I just attended a program on Compost and Mulch at MoBot. Ron Alexander was the keynote speaker. His website – http://www.alexassoc.net/ has lots of great information on the benefits of  using compost and mulch.

Here are some notes from that program.

  • Compost and its Benefits Brochure.
  • Composting Blanket – they talked about this concept to cover eroding soils and to get seeds to germinate.

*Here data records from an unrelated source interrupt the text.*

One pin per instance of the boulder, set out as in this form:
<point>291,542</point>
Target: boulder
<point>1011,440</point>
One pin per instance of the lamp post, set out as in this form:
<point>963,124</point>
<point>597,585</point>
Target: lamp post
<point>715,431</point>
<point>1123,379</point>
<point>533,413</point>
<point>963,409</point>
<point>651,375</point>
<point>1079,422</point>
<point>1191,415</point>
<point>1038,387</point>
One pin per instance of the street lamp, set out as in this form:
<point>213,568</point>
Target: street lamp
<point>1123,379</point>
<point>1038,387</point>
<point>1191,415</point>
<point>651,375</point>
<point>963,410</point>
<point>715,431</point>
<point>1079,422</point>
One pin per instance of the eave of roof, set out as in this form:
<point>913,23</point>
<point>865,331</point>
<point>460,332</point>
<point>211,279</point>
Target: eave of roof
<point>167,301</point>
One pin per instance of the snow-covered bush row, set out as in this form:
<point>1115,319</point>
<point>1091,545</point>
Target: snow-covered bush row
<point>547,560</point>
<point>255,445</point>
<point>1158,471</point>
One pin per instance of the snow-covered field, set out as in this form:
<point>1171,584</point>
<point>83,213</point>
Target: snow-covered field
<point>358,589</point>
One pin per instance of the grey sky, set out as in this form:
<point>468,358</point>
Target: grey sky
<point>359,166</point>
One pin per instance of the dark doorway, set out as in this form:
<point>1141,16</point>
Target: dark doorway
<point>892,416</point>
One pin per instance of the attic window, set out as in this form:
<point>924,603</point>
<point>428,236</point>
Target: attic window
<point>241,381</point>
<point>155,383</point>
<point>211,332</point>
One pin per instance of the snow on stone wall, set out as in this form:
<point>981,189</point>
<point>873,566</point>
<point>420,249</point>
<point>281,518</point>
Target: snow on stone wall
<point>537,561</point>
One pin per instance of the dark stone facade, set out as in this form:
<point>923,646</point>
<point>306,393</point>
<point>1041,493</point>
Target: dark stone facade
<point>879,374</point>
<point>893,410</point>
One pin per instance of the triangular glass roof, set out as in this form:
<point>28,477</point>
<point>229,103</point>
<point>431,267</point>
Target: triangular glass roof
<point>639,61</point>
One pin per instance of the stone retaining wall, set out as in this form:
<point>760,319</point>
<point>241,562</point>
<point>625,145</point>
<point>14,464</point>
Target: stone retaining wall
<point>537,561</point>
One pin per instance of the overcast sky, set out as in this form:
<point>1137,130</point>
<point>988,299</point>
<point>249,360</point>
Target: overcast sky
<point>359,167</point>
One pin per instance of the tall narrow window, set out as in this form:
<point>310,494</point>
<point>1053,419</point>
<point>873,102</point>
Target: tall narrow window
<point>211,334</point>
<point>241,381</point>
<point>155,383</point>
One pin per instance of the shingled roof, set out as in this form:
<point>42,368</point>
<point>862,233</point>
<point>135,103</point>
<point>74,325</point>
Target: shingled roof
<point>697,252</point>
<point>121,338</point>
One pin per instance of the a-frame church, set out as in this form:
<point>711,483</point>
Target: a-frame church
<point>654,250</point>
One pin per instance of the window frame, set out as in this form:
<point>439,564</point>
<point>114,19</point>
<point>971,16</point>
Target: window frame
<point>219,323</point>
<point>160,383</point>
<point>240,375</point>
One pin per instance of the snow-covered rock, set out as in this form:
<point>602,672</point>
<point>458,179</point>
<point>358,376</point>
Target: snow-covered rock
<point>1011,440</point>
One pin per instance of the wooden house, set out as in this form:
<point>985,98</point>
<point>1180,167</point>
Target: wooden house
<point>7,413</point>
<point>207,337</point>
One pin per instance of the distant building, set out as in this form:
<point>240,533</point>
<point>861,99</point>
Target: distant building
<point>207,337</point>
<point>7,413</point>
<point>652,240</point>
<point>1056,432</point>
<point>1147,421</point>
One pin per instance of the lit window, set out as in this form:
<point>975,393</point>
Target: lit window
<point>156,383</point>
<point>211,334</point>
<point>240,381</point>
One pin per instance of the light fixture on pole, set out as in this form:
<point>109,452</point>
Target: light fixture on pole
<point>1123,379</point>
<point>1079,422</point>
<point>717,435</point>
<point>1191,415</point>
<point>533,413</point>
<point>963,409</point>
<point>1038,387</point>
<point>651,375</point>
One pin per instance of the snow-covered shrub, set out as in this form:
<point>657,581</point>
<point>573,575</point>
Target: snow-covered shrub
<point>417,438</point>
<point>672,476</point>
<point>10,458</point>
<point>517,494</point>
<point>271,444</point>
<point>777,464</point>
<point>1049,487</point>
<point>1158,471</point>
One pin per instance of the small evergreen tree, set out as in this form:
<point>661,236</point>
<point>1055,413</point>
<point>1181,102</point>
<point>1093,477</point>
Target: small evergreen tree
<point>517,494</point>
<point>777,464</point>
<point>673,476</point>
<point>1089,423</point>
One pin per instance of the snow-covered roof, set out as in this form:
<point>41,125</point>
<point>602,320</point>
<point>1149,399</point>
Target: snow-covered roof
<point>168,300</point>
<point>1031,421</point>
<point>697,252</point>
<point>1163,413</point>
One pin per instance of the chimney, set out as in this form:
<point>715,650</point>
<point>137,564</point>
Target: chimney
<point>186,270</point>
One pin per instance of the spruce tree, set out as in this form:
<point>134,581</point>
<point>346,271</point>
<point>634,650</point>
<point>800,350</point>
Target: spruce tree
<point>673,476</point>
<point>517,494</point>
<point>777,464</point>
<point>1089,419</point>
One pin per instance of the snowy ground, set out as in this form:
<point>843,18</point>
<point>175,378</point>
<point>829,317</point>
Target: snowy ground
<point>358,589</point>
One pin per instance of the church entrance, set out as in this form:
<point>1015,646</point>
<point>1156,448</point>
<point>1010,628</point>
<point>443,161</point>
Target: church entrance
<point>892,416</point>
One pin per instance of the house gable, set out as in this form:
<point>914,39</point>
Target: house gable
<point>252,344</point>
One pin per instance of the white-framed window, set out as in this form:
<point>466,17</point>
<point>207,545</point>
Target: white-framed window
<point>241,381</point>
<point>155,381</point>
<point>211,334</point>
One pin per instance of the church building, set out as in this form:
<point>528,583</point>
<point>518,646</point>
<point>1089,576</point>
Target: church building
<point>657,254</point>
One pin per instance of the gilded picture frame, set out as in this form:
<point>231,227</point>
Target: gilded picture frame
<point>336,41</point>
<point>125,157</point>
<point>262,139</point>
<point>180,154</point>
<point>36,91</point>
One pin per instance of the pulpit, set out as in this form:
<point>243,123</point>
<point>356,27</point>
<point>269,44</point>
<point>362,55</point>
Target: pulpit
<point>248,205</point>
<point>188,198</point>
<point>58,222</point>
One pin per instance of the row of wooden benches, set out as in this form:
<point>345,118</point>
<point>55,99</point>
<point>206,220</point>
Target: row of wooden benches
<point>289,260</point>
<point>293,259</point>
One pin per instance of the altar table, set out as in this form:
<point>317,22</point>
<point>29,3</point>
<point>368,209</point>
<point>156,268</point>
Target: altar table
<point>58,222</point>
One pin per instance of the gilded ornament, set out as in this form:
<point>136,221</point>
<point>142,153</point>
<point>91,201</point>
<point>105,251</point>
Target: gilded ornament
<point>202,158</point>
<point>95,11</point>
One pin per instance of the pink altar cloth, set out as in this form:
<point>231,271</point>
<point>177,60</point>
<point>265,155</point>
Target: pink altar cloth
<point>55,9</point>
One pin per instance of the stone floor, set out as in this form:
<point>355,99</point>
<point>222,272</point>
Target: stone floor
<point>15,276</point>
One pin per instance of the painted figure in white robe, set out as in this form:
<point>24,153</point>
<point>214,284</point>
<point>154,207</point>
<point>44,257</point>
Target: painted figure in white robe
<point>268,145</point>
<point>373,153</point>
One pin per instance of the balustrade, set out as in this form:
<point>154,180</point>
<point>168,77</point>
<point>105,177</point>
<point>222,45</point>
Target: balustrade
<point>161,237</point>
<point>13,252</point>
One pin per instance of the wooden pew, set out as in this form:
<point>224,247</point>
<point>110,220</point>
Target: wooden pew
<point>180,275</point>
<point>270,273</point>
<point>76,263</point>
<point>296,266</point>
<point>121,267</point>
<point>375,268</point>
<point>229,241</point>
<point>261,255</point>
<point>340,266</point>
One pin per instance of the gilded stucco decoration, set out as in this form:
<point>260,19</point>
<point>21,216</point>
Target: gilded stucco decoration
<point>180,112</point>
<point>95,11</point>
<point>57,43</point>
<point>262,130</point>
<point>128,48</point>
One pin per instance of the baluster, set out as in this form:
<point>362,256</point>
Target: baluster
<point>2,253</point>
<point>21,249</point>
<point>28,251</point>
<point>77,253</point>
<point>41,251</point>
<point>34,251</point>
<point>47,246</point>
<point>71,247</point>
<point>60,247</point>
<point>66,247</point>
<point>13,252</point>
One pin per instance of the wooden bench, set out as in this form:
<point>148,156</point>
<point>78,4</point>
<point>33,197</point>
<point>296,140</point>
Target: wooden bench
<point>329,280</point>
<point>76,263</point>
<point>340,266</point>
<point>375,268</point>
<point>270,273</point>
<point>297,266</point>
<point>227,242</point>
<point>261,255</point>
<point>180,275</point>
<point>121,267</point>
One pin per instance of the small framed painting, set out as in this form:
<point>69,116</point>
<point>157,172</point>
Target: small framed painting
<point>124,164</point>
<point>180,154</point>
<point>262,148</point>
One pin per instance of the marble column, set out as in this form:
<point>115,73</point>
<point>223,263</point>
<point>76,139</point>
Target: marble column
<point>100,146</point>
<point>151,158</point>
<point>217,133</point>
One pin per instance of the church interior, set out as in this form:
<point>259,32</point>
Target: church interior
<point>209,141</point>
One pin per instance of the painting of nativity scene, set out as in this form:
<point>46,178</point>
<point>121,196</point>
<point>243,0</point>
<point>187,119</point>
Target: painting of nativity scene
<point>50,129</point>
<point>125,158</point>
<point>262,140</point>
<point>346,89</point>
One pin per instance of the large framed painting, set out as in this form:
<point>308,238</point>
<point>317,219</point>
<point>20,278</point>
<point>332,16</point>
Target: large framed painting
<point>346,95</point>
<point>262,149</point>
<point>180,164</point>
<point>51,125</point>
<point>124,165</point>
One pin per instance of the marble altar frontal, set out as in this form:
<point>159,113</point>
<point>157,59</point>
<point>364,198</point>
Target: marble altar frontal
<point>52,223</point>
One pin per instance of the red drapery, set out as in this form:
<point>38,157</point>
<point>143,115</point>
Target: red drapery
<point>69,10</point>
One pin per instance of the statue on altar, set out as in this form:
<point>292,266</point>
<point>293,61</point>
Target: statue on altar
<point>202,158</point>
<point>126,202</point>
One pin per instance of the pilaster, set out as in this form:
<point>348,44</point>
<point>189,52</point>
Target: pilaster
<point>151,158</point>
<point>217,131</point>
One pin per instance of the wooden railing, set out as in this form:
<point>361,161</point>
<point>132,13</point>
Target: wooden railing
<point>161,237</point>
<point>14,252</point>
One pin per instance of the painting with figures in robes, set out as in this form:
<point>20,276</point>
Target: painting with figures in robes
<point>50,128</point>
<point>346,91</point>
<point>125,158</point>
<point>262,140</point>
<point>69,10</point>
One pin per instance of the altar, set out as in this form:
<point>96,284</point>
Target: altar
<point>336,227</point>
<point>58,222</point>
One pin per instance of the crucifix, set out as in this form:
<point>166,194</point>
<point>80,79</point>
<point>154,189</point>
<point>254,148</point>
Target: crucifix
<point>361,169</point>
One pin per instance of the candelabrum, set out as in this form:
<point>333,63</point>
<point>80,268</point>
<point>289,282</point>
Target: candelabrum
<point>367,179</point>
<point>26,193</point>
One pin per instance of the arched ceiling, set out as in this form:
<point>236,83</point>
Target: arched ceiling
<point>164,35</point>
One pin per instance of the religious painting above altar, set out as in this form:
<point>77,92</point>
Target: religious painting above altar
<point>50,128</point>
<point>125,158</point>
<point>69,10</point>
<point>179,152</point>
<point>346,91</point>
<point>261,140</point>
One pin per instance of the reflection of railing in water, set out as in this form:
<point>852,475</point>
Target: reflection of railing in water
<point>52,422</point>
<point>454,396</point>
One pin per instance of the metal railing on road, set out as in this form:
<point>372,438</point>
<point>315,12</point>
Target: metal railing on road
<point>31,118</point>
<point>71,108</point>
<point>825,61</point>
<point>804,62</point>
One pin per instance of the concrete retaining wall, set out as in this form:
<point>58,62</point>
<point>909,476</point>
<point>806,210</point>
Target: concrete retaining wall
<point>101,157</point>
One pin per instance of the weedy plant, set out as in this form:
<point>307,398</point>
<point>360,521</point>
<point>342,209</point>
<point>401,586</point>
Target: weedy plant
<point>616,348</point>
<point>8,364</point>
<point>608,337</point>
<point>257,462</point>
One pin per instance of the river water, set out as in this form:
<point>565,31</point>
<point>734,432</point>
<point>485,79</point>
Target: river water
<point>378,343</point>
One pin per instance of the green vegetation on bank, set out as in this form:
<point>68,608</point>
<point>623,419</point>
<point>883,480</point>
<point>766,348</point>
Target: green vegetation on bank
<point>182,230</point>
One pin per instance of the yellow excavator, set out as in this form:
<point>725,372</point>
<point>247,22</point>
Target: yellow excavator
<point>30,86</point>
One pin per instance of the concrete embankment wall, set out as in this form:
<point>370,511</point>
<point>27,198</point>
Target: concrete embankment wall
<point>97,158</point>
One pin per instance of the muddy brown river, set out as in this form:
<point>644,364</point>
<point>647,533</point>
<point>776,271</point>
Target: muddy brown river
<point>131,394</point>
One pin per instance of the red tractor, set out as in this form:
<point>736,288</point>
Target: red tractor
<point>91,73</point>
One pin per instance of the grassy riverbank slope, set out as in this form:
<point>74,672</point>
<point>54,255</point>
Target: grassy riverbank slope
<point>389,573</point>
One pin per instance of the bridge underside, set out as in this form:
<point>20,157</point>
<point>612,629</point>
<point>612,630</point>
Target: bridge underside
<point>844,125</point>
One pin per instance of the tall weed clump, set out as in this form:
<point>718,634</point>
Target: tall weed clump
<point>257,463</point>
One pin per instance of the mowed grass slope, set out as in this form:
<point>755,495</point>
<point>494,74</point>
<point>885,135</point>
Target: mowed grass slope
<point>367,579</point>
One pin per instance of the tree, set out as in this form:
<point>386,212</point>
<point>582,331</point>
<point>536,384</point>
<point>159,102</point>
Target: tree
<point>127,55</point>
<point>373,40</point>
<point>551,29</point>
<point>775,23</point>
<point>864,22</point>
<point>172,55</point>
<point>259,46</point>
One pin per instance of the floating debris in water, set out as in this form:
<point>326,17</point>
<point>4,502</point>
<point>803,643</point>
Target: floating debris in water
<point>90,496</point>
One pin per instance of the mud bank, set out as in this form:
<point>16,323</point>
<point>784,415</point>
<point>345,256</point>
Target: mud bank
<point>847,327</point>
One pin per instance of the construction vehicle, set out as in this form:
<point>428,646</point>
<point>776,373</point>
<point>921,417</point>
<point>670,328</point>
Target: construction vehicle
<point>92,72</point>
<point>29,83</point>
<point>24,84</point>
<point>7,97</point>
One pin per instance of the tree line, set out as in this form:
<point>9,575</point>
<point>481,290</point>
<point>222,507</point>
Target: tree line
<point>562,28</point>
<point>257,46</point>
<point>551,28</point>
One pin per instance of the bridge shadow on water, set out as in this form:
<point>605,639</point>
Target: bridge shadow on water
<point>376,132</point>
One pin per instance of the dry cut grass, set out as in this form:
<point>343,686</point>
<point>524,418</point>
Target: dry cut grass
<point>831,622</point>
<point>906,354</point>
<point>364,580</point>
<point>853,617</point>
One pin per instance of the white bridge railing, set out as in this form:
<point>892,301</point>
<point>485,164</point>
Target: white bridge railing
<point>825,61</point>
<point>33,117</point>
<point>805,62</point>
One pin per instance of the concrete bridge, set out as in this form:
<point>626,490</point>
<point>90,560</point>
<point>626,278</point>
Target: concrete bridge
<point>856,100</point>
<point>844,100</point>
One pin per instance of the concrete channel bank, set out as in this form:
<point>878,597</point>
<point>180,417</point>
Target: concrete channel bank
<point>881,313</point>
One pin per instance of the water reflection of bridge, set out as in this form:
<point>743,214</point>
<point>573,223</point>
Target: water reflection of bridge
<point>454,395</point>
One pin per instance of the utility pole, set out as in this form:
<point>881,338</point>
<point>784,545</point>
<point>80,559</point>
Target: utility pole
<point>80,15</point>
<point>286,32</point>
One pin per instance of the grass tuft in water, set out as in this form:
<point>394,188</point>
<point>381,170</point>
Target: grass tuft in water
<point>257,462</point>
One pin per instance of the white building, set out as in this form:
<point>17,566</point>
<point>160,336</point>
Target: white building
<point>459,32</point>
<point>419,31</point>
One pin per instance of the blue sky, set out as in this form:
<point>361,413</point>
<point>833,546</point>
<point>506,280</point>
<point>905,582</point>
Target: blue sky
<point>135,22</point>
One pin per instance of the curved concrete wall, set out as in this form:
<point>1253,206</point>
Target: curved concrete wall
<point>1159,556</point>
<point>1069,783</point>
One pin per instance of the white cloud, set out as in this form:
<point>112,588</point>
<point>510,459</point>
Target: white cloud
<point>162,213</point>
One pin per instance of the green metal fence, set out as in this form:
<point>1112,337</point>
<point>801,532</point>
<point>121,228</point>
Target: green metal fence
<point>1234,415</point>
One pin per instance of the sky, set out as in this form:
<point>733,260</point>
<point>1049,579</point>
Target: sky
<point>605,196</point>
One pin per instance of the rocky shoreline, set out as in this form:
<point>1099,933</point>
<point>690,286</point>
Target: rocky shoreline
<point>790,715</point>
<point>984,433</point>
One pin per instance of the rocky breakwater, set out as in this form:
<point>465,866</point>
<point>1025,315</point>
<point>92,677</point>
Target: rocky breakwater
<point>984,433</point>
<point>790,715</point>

  • Composting that is done at commercial companies like http://stlcompost.com/ reaches a high enough temperature to kill off pathogens. I was concerned about putting plants with mildew into the yard waste, but they indicated it would be killed off. They also indicated that home compost may not reach high enough temperatures and thus you should throw diseased plants into the landfill if you do home composting.  One of the MoBot leaders indicated that when they took out the diseased roses, they did not put them in the compost pile, but threw them away in the trash.
  • Incorporate two inches compost into the top six inches of soil – for new gardens.
  • Lawns were shown that had been core aerated and then had compost put on top and raked in. They looked much better than surrounding areas.
  • MoBot seems to mainly use leaf mold for their mulch.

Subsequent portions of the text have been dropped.